Yes, there’s where we picked up our bags in January. There is the arrival hall, where we waited for our driver. Here are the main doors we walked through to get to our shuttle.
They say travel makes the world smaller. That it widens your horizons. That it sparks an appreciation for the sheer wonder of this globe.
What they don’t tell you is that travel can make you grieve, too.
On the day after we left Istanbul for Greece in January, a suicide bomber detonated himself near a group of German tourists visiting Sultanahmet Square. Less than 48 hours earlier, we’d stood at that very spot gawking at a 3,500-year-old Egyptian obelisk and marveling at the thundering beauty of the famed Blue Mosque.
Too close for comfort.
I am not going to make this a “God’s will” thing, blathering on that I must be blessed because I passed through these places and survived. (Frankly, I find that reaction offensive, though I also acknowledge that it’s a very human thing to try to find some sense of order in tragedy.) But being there does change my perspective.
So many times the media coverage of distant, far away destruction remains precisely that: distant and far away. From havoc in Brussels to the grim aftermath of Orlando, I am touched by tragedy, but these places I’ve never been still manage to retain some element of abstraction. I have no eyewitness reference to process the scope or scale of calamity.
Several months later, I’m further removed in terms of time frame from the Istanbul airport bombing, but the emotional impact feels nearly the same as learning about the Sultanahmet Square bombing.
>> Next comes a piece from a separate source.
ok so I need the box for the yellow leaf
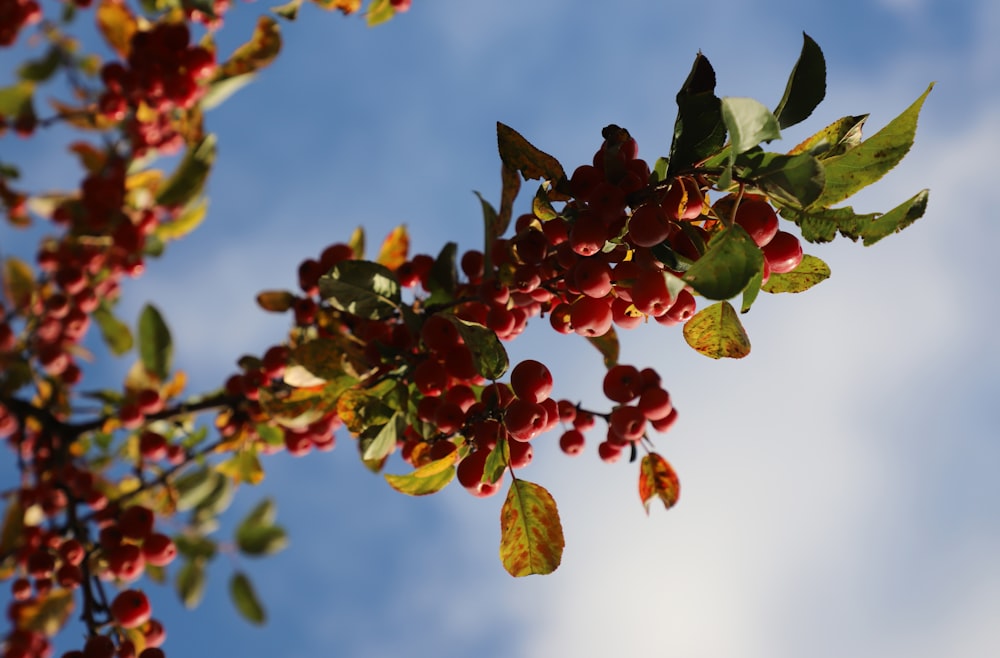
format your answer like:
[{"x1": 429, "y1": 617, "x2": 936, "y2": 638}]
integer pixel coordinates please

The images I see from the scene at the airport, both photographs and video, are of places that were part of my own corporeal experience. My reaction shifts from the abstract to the concrete.
I loved visiting Istanbul. I want to go back. It is a glorious city steeped in the architecture and history of three major world empires. The food, noise, sights, crowds and culture are all-encompassing. I can still taste the baklava, feel the winds on the Bosphorus, hear the calls to prayer. The city is home to The Museum of Innocence, a small institution that had a profound effect on me.
I am sad for the residents of the city, some of whom rely heavily on tourists for their livelihoods, and for the stress of living under a terror watch. I am sad that many visitors will decide never to come because it is too dangerous, missing out on a chance to see one of the world’s great cities.
I am sad so many people died.
But I won’t stop traveling. I want to see as much of the world as I can. I can only hope that the places I love can stand strong against the maddening destructiveness of ignorance and hate.